Re: tracking commit timestamps - Mailing list pgsql-hackers

From Simon Riggs
Subject Re: tracking commit timestamps
Date
Msg-id CA+U5nMJnfh6VHd5m-By32-jj=sYkUcQstRQMD-q9u=-US4o=AA@mail.gmail.com
Whole thread Raw
In response to Re: tracking commit timestamps  (Steve Singer <steve@ssinger.info>)
List pgsql-hackers
On 9 November 2014 16:57, Steve Singer <steve@ssinger.info> wrote:
> On 11/07/2014 07:07 PM, Petr Jelinek wrote:
>
>
>> The list of what is useful might be long, but we can't have everything
>> there as there are space constraints, and LSN is another 8 bytes and I still
>> want to have some bytes for storing the "origin" or whatever you want to
>> call it there, as that's the one I personally have biggest use-case for.
>> So this would be ~24bytes per txid already, hmm I wonder if we can pull
>> some tricks to lower that a bit.
>>
>
> The reason why Jim and myself are asking for the LSN and not just the
> timestamp is that I want to be able to order the transactions.
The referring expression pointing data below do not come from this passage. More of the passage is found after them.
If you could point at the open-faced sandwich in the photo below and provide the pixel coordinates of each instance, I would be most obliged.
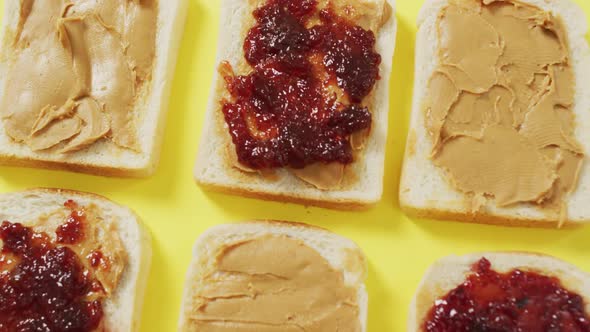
(300, 102)
(84, 85)
(500, 125)
(502, 292)
(274, 277)
(70, 261)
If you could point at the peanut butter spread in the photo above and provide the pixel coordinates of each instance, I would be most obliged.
(369, 15)
(100, 250)
(77, 70)
(273, 283)
(500, 104)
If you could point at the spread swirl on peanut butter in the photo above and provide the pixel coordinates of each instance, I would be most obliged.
(76, 72)
(273, 283)
(499, 106)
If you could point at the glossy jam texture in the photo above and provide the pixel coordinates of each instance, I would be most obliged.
(286, 112)
(45, 286)
(515, 301)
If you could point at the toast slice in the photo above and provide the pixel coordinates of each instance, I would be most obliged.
(104, 157)
(216, 161)
(341, 255)
(450, 272)
(426, 192)
(43, 211)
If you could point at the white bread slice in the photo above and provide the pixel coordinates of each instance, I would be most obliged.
(341, 253)
(123, 310)
(215, 172)
(424, 190)
(448, 273)
(103, 157)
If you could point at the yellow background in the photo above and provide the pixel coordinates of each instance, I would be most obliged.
(176, 211)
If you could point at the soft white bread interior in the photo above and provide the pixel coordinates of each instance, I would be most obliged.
(104, 157)
(122, 310)
(424, 190)
(341, 253)
(448, 273)
(214, 171)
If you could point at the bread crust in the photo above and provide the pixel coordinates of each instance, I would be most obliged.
(123, 308)
(103, 158)
(340, 249)
(487, 218)
(364, 179)
(424, 191)
(449, 272)
(344, 205)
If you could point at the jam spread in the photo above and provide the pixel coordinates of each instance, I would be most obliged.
(302, 100)
(514, 301)
(44, 286)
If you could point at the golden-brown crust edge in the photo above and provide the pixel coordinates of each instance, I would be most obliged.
(123, 172)
(487, 219)
(343, 205)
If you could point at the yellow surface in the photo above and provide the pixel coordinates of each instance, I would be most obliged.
(177, 211)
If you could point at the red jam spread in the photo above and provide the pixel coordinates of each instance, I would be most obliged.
(45, 286)
(514, 301)
(286, 112)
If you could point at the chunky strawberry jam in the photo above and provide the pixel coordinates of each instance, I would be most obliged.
(515, 301)
(43, 285)
(303, 98)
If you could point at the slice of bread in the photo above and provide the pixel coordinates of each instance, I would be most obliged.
(122, 310)
(104, 157)
(363, 184)
(424, 190)
(342, 254)
(448, 273)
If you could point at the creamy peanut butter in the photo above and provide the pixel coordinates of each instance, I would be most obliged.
(273, 283)
(370, 15)
(77, 70)
(100, 236)
(499, 105)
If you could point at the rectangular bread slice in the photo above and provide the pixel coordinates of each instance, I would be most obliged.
(215, 170)
(450, 272)
(104, 157)
(122, 310)
(343, 255)
(424, 190)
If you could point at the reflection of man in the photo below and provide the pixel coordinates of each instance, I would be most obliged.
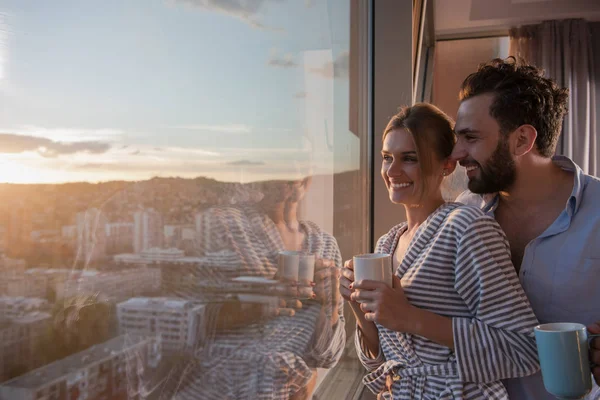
(256, 353)
(508, 126)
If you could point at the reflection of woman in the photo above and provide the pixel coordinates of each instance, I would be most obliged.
(456, 321)
(258, 356)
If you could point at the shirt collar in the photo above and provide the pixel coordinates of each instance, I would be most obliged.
(572, 206)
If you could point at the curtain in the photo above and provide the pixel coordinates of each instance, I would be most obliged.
(564, 50)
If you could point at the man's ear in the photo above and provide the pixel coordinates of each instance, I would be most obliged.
(524, 139)
(307, 182)
(449, 166)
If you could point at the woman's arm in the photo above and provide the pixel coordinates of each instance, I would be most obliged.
(498, 342)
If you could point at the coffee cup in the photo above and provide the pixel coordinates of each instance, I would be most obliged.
(288, 264)
(373, 266)
(563, 352)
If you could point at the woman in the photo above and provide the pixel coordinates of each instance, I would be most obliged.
(456, 320)
(249, 351)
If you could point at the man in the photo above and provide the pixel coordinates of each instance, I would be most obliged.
(508, 126)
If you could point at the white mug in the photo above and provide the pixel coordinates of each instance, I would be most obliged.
(289, 263)
(374, 267)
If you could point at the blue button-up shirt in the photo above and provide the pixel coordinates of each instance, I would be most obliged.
(560, 271)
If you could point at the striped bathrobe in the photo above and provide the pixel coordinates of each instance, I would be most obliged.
(265, 360)
(457, 265)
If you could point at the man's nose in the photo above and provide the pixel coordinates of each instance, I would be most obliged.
(458, 153)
Jim pointed
> out earlier in the thread that just ordering on timestamp allows for
> multiple transactions with the same timestamp.
>
> Maybe we don't need the entire LSN to solve that.  If you already have the
> commit timestamp maybe you only need another byte or two of granularity to
> order transactions that are within the same microsecond.

It looks like there are quite a few potential uses for this.

If we include everything it will be too fat to use for any of the
potential uses, since each will be pulled down by the others.

Sounds like it needs to be configurable in some way.